Dan gave me my initial training strategy. I’ve been running once a day for 20 minutes in a row, nothing more. I give myself a day off on Saturday. On Sunday, for the first of my weekly “long runs,” I clipped Valentine to a leash and together we jogged for 30 minutes along the Boulder Creek. Distance isn’t important right now, Dan says. Nor is speed. I’m just acclimating to an altitude more than a mile above Miami’s sea level. Dan also encouraged me to join the Boulder Road Runners. He doesn’t train with the club very often, he tells me, but he is a member in good standing and he wears their singlets when he races. Most of the members here at the bar appear to be in their 50s or higher. For this reason the club is knocked around town as “Older Boulder.” Dan points out that a lot of athletes my age in Northern Colorado still run at a world class level, or close to it. As a beginner, I’m better matched with experienced runners who are past their prime.

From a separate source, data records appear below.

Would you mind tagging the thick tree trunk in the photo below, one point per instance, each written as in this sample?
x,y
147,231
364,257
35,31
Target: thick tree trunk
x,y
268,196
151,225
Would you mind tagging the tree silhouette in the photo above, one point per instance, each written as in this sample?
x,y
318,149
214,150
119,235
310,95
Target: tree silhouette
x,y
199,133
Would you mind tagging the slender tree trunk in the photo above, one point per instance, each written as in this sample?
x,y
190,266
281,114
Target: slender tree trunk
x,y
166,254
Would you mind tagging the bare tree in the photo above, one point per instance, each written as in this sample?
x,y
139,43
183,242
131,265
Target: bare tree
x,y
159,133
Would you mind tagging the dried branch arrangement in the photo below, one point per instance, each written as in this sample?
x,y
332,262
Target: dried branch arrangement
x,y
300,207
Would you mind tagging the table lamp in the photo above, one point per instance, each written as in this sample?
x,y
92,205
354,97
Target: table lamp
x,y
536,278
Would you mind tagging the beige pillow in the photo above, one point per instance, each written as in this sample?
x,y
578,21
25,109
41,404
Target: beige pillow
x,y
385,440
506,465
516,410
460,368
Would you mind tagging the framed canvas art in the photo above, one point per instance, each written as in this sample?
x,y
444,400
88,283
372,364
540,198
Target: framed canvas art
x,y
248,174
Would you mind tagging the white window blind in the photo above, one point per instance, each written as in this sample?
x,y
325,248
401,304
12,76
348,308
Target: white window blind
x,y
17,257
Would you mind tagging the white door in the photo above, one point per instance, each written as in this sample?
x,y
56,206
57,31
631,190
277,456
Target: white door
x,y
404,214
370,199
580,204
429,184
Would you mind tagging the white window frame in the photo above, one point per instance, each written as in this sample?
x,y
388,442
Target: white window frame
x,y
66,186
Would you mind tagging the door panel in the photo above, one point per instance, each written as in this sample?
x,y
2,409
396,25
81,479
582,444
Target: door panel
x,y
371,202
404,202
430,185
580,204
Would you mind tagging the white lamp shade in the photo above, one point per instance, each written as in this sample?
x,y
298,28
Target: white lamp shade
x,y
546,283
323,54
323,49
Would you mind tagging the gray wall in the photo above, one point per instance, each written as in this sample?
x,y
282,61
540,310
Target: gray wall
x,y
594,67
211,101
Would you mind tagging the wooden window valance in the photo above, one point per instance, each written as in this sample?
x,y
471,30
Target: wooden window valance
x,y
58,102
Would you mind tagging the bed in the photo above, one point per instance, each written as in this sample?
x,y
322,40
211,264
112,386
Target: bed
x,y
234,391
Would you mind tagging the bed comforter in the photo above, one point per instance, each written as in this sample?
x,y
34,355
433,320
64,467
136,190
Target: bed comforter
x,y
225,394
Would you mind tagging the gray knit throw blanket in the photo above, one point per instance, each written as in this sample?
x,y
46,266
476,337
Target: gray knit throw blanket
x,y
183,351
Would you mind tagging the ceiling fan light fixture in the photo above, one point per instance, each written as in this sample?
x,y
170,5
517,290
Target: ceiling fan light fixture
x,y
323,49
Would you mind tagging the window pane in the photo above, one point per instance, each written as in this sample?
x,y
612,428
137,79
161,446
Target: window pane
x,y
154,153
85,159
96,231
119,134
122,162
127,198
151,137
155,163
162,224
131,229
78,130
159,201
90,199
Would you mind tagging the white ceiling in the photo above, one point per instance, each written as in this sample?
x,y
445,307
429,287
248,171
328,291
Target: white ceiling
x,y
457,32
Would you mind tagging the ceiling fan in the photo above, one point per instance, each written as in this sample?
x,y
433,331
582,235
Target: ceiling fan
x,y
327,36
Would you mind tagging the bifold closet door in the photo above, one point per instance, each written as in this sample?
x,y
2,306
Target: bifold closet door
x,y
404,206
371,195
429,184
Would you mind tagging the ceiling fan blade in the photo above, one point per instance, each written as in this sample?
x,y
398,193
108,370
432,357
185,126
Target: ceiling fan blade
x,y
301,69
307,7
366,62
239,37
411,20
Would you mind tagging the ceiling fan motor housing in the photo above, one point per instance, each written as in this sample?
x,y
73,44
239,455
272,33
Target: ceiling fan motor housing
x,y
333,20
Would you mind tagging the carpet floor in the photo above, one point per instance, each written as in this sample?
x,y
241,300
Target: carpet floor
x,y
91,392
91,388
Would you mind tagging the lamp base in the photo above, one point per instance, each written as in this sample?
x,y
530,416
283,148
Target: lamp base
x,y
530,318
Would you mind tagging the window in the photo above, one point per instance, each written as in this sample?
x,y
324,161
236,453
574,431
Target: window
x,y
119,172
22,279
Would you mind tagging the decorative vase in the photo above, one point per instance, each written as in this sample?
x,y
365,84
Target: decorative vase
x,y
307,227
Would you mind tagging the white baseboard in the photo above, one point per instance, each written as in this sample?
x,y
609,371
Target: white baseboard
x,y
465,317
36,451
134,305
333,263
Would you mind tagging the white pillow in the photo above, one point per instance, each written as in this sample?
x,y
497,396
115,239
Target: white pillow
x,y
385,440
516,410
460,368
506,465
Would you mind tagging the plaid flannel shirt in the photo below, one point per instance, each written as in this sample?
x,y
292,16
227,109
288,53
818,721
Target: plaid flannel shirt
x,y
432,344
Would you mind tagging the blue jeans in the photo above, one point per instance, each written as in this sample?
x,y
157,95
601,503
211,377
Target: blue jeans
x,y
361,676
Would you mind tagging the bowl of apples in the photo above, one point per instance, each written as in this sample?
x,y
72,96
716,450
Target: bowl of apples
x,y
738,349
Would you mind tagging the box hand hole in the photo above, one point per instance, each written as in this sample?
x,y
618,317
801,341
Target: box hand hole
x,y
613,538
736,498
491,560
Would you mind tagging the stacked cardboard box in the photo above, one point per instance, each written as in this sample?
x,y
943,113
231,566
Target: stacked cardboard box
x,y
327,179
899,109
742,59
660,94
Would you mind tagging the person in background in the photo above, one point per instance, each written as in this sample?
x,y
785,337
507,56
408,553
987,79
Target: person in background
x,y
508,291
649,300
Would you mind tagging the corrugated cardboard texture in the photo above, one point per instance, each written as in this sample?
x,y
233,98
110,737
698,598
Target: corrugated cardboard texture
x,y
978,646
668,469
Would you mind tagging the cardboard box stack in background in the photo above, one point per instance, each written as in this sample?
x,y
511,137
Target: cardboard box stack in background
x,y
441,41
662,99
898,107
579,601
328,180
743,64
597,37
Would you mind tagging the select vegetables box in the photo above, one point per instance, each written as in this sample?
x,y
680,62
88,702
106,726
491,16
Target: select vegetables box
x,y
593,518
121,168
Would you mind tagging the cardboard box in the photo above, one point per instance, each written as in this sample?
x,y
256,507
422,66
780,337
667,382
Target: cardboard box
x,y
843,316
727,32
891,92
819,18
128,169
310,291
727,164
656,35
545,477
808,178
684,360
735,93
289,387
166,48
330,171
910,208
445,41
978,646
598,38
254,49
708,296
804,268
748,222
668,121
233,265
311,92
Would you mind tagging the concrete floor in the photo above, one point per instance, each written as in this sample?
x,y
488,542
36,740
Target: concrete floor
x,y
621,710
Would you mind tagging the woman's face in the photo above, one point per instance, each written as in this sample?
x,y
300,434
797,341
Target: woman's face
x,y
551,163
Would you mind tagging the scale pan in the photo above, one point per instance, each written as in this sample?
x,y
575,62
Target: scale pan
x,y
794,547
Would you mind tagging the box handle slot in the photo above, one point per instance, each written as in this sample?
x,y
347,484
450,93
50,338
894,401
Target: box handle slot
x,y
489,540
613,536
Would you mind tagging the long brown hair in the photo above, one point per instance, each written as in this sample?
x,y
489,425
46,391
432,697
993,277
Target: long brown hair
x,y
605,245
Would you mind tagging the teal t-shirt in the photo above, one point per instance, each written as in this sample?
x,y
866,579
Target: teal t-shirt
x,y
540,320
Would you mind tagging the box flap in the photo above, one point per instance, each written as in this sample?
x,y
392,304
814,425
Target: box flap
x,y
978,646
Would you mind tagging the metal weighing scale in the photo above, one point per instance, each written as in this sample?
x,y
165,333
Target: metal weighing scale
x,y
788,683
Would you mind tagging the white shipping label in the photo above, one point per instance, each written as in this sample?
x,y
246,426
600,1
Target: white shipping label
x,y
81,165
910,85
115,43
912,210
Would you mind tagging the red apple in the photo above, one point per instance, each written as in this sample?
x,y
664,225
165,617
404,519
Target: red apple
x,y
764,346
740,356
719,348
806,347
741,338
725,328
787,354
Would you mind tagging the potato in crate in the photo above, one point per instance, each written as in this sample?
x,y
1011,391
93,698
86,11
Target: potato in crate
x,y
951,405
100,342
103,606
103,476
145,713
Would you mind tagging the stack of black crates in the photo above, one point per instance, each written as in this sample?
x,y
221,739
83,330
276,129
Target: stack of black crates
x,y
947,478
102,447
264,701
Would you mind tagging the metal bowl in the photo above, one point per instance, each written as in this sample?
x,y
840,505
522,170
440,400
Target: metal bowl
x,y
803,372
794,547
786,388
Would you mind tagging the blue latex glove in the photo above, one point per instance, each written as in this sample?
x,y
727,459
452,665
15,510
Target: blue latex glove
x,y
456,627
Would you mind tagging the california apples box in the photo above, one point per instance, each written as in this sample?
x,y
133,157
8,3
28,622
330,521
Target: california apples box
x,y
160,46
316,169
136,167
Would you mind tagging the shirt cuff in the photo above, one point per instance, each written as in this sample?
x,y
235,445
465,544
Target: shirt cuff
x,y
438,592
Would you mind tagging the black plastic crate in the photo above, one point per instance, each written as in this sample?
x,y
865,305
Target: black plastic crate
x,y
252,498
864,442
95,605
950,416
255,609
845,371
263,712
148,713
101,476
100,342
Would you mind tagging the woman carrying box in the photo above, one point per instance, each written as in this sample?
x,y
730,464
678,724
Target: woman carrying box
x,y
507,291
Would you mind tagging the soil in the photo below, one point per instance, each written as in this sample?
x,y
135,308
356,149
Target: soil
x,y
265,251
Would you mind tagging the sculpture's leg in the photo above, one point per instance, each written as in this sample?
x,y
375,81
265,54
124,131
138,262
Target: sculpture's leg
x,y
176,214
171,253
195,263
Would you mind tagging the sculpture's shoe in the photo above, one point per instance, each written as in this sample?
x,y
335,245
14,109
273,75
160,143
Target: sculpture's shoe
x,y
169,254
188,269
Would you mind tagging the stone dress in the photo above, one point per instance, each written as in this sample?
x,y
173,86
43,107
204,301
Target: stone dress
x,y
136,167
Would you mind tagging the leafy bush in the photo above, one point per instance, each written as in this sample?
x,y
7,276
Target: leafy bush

Dan introduces me to a trio of men standing near our table. One of them is a sports agent, a guy who brings top international runners to Boulder to train. Another is Mike Sandrock, the running columnist for the Camera, Boulder’s daily newspaper. The third guy is Steve Jones. I do not know who Steve Jones is. When I shake his hand, I do not know he once ran a marathon in Chicago faster than any human had ever run a marathon. I’m still a little nervous, though, and I want to make a good impression. I launch into my spiel about my dad being overweight and a smoker and qualifying for Boston in one year and how I moved here to try to qualify for Boston myself.
“So you’re planning to run Boston next month?” Jones interrupts, his face blank. He is looking into my eyes, checking my expression. He is mocking me, basically, seeing if I am as naïve as I sound.
“No, you prick, I want to qualify for Boston next April, thirteen months from now.”
I don’t actually call him a prick. I just keep smiling, warm and open and hoping to have my goal ratified in some way; this is the public debut of my mission, my quest. Jones turns to talk to someone else. Dan quickly pulls aside another man he thinks I should know. Carl Mohr, the running club’s vice president, is 58 years old. He, too, is a skinny guy, short and youthful with wire glasses and wispy blonde hair. He’s run the Boston Marathon six times. I tell him the same thing I just told Steve Jones. Again I’m trying to convey my enthusiasm, my can-do spirit.
“I presume you’re going to ask for a media exemption, right?” Carl asks.
“Oh, no, no. The whole point is to qualify. I don’t want to run Boston if I don’t qualify.”
I smile. See how earnest I am? Carl does not smile back. He scans up and down my body, which in this room of runners appears as hulking as a bricklayer’s. He looks at Dan Skarda, raises his eyebrows, draws a sip of his beer. And then, same as Steve Jones, he turns away.